Se si vuole rispondere con determinazione ai fenomeni di frantumazione sociale, alla caduta del valore della solidarietà, è probabilmente necessario superare la visione del sindacato rinchiuso nelle specifiche categorie e diffonderlo sul territorio, ritornando alle origini della CGIL, cioè alle Camere del lavoro, alla diffusione in ogni valle di un programmma sindacale che risponda alle esigenze delle popolazioni della periferia.

Sembra di percepire il bisogno di un sindacato dei cittadini più che del mondo del lavoro.
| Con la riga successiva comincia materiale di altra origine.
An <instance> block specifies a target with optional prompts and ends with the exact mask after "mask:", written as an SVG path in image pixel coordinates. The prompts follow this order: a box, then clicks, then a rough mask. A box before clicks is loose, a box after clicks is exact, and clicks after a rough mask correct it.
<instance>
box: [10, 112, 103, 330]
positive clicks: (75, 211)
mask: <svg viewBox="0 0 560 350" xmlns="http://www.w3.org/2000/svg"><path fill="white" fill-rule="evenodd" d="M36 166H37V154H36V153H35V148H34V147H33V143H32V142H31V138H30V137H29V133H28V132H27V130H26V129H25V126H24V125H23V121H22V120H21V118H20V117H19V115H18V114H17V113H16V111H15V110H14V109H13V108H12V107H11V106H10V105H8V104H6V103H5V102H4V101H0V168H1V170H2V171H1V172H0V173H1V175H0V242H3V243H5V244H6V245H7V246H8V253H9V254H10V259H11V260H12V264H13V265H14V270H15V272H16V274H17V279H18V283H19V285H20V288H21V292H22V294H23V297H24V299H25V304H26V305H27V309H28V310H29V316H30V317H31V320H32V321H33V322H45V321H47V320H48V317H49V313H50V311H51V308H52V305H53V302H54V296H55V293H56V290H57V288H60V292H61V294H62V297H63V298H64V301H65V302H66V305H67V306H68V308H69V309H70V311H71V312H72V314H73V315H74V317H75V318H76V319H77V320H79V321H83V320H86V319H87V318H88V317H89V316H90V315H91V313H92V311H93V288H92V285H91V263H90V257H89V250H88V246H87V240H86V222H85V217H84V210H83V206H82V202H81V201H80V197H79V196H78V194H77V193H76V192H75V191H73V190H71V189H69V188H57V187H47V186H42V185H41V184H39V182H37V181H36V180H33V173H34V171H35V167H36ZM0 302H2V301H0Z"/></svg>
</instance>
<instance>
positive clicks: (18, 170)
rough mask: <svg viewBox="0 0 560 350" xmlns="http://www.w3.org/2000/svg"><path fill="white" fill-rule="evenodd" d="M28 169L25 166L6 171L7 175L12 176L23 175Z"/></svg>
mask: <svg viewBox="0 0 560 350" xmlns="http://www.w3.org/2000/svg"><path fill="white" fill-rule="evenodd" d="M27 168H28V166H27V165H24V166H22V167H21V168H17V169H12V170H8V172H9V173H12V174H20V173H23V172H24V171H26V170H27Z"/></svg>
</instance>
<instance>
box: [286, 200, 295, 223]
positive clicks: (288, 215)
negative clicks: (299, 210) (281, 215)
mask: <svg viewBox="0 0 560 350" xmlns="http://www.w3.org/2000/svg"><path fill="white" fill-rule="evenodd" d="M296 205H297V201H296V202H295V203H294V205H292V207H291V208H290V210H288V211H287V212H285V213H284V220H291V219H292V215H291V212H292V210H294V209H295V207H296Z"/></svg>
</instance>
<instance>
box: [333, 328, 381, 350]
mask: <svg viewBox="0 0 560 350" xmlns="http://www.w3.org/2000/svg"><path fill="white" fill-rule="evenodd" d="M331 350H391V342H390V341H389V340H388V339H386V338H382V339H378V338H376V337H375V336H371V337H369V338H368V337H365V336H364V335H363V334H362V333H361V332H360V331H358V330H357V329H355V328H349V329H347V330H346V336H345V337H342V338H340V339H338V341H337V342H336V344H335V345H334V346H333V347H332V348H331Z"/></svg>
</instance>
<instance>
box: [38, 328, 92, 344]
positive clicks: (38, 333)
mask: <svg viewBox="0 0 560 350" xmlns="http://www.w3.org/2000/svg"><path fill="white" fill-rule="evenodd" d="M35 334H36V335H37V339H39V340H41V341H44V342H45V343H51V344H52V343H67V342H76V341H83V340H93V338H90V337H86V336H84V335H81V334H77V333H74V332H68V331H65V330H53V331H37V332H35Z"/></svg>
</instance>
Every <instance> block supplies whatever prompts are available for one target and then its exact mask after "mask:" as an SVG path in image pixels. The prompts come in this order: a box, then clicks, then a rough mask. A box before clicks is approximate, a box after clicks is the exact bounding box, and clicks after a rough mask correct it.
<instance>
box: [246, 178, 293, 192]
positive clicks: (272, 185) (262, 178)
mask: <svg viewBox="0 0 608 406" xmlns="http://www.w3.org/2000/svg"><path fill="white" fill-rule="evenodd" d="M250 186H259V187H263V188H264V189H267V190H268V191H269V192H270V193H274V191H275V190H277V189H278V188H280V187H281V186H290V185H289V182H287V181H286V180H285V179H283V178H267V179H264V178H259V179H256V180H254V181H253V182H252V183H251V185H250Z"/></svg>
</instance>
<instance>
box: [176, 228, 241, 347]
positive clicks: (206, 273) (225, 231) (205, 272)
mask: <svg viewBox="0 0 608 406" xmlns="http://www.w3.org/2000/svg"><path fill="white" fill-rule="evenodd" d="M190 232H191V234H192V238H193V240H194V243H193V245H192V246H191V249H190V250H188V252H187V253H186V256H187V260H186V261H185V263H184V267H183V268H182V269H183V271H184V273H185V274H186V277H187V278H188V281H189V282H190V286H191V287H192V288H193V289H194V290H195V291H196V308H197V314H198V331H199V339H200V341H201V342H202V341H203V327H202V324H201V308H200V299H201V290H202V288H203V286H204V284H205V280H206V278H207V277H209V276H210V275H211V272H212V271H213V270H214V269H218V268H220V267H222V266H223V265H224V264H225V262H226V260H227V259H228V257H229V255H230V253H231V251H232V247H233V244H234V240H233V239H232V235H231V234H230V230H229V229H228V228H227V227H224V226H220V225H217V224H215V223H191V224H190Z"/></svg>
Sempre più spesso, all’interno delle sedi sindacali, si incrociiano richieste di aiuto alle famiglie, situazioni ambientali, rapporti con le istituzioni. E’ preparato il sindacalista a rispondere a questi temi? E se lo fa riprendendo il linguaggio o l’appartenenza a un partito darà soddisfazione al cittadino?

E se nelle nostre periferie la cultura sindacale e solidale è tanto fragile perché il sindacato nel suo complesso rimane trentocentrico e non raccoglie le esigenze che vengono dal territorio, dai nuovi lavori, dalla necessità della promozione di uno sviluppo che non aggredisca l’ambiente?

Certo, le decisioni di questa giunta provinciale non stanno aiutando il sindacato a costruirsi un ruolo diverso e troppi sindacalisti legati ai partitit di governo si adeguano alle decisioni prese in giunta.

Il lavoro di analisi svolto dalla CGIL del Trentino in queste ultime settimane ha aperto spazi di confronto importanti. Vediamo ora se ancora una volta tanta intelligenza è destinata a rimanere carta o progetto costruttivo. In assenza di concretezza e di obiettivi chiari, si offrirà ulteriore spazio al proliferare di politiche corporative e al diffondersi di sindacati autonomi, si accentuerà la frantumazione sociale.

E nel non tanto lungo periodo si potrebbe verificare un fenomeno per ora non molto percepito negli ambienti sindacali: l’avvio di un irrecuperabile calo dei tesseramenti.